Since the late 1800’s it has been known that some heavy, non-volatile organic compounds were surprisingly soluble in some inorganic gases above their critical point (‘super’-critical). These gases include SO2, CO2, ammonia, etc. At an early GC conference in 1957, Jim Lovelock suggested using such inorganic gases, above their critical points as a chromatographic mobile phase, in order to separate much more polar compounds compared to normal GC. Acting as a solvent is a critical characteristic that differentiates the compressible mobile phases used in supercritical fluid chromatography (SFC) from gas chromatography (GC), where the mobile phase is considered to be an inert carrier. Lovelock suggested the name “critical state chromatography”.

Ernst Klesper was the first to actually use a fluid above its critical point to separate thermally labile metal porphyrins. He used dichlorodifluoromethane, and chlorodifluoromethane at 800-2300 psi and 115°C which were pre-heated in a copper coil, before passing through the 30 inch long column with a 60-80 mesh (180-250 µm) diatomaceous earth GC packing(!). The first publication we can call SFC appeared in 1962, as a three page ‘Communications to the Editor’ in the Journal of Organic Chemistry [1].  The elution strength was found to be proportional to pressure (density). Flow rate was not ‘controlled’, but was basically adjusted within a range, by replacing fixed restrictors, or using a metering valve. 

From this beginning, there was, and still is, significant difficulty in coming up with an appropriate name that captures the essence of the technique in a short, simple phrase. Klesper called the technique “high pressure GC above critical temperatures”. Clearly this was a poor name since the mobile phase acted as a solvent and wasn’t inert. Thus, it isn’t GC.

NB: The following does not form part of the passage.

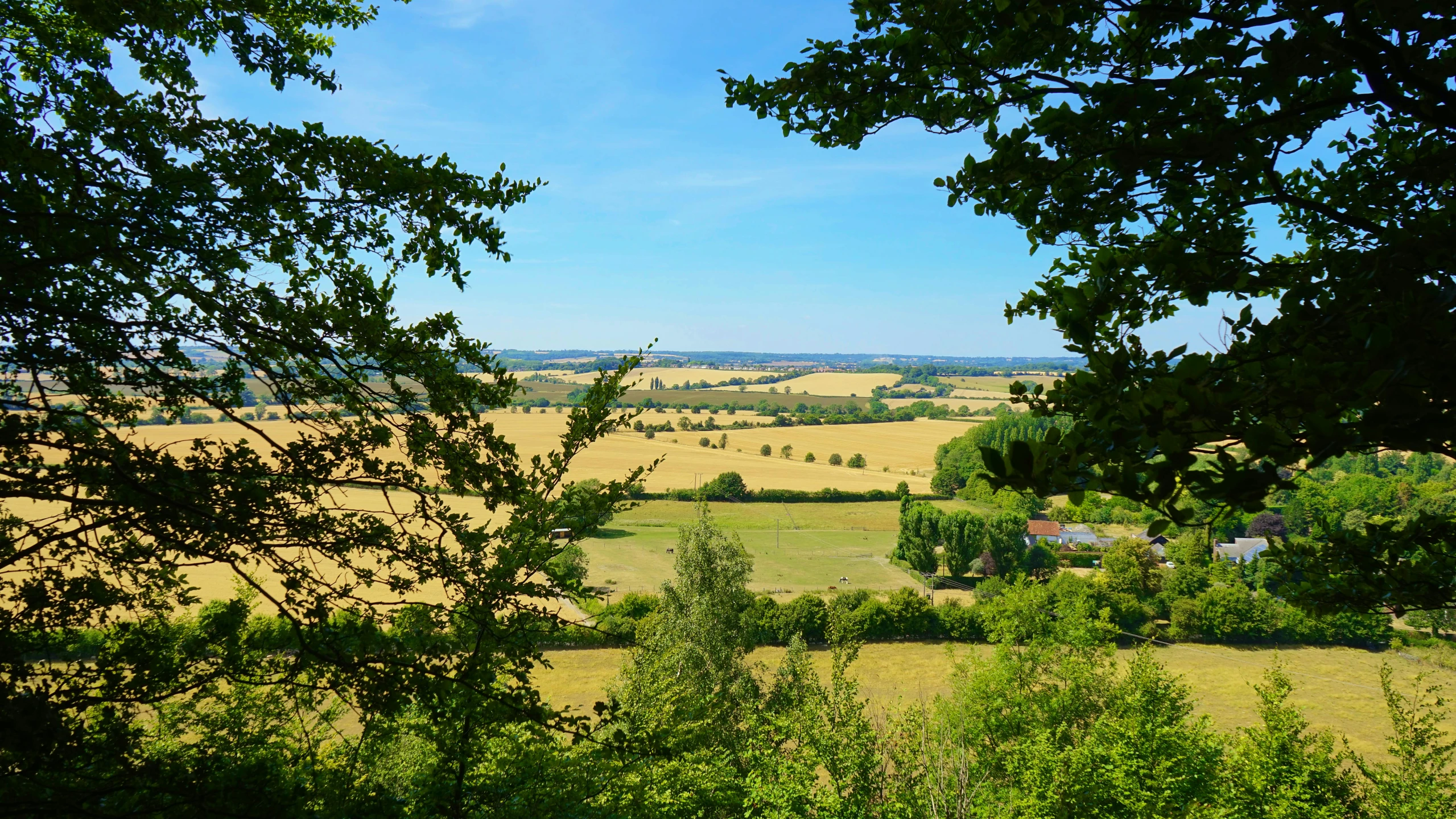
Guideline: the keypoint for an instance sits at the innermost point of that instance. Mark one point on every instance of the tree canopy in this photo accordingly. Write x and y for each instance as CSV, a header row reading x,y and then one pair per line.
x,y
163,261
1142,140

Giddings, probably the most influential chromatographic theorist in the 1960’s used many names, including: turbulent flow chromatography [2], ultra high pressure gas chromatography (to 2000 atmospheres) [3], and dense gas chromatography [4]. None of these names captured the solvating nature of the technique. Sie and Rijnders [5] first used the name supercritical fluid chromatography, but this wasn’t much better since this name implies the fluid must ALWAYS be ‘super’ (meaning above) the critical point to display the desirable characteristics, which also isn’t true. Caude [6] was apparently the first to use the term ‘subcritical’ to denote the fact that some modified CO2based fluids were of high density, while still highly compressible, but acted as a solvent even below their critical temperature. 

 

Early Controversies Retarded the Growth of SFC

In the late 1960’s Giddings estimated Hildebrand solubility parameters [7] which suggested that dense CO2 could be as polar as isopropyl alcohol (IPA). It was thought that programming pressure (or density) could adjust the elution strength of CO2 from that of a hydrocarbon to that of an alcohol! This was before the invention of high performance liquid chromatography (HPLC), and there was much that was poorly understood. If this were true, SFC would today be as big, or bigger, than HPLC. Unfortunately, it isn’t true. 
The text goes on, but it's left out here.